Crossmedialità e giornalismo a scuola
L’iniziativa – si legge ancora – “rappresenta la sintesi di un percorso continuo di cittadinanza attiva e competenza comunicativa. La redazione del liceo Bérard si muove agilmente tra i diversi generi e linguaggi dell’informazione contemporanea, adattando il taglio stilistico a seconda del mezzo e dell’obiettivo editoriale”.
Accanto alla scrittura tradizionale, assume un ruolo centrale il canale Instagram ufficiale @instaberard, “uno spazio dinamico in cui gli studenti raccontano in prima persona la vita dell’istituto, i progetti, le gite e le esperienze sul campo”. Qui, “attraverso reel, storie e formati visuali innovativi, i ragazzi sperimentano le complesse dinamiche della comunicazione multimediale, dimostrando come la scuola possa farsi promotrice di un racconto fresco, autorevole e vicino al linguaggio dei giovani”.

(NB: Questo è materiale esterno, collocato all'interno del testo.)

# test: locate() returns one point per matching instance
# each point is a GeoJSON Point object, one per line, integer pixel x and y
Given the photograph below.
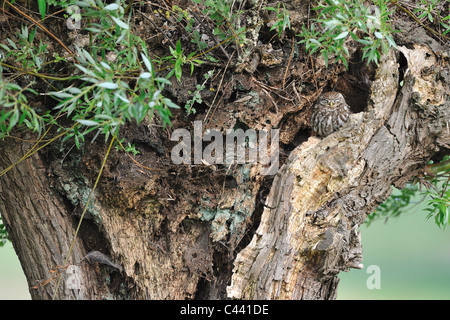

I focus della pubblicazione
Aosta tra le righe segue tre grandi filoni tematici che intersecano la storia ed il futuro della Valle d’Aosta:
- Il bilinguismo reale e formale: un’analisi profonda sulle radici storiche dell’autonomia valdostana e sul reale utilizzo della lingua francese nelle istituzioni, nelle scuole e nella vita quotidiana dei giovani, in un delicato equilibrio tra tutela delle tradizioni e sfide della modernità;
- La cultura alpina e il welfare: riflessioni concrete sui valori fondanti della solidarietà montana, sul ruolo insostituibile del volontariato e sull’apporto dei giovani nei servizi sociali e di soccorso, intesi come pilastri insostituibili per la tenuta delle comunità locali;
- Sport, montagna e futuro: la pratica sportiva intesa non solo come puro agonismo – dai grandi eventi internazionali legati al sogno olimpico alle discipline storicamente radicate sul territorio – ma come formidabile veicolo di inclusione sociale, salute e valorizzazione dell’ambiente montano in un’ottica di stretta sostenibilità.
Il progetto Aosta tra le righe – chiude la nota inviata dalle referenti del progetto, le professoresse Sabrina Pirana e Ilaria Colella – “dimostra come la sinergia tra istituzioni scolastiche, creatività artistica e nuove piattaforme digitali possa generare una riflessione profonda, capace di dialogare apertamente con la cittadinanza”.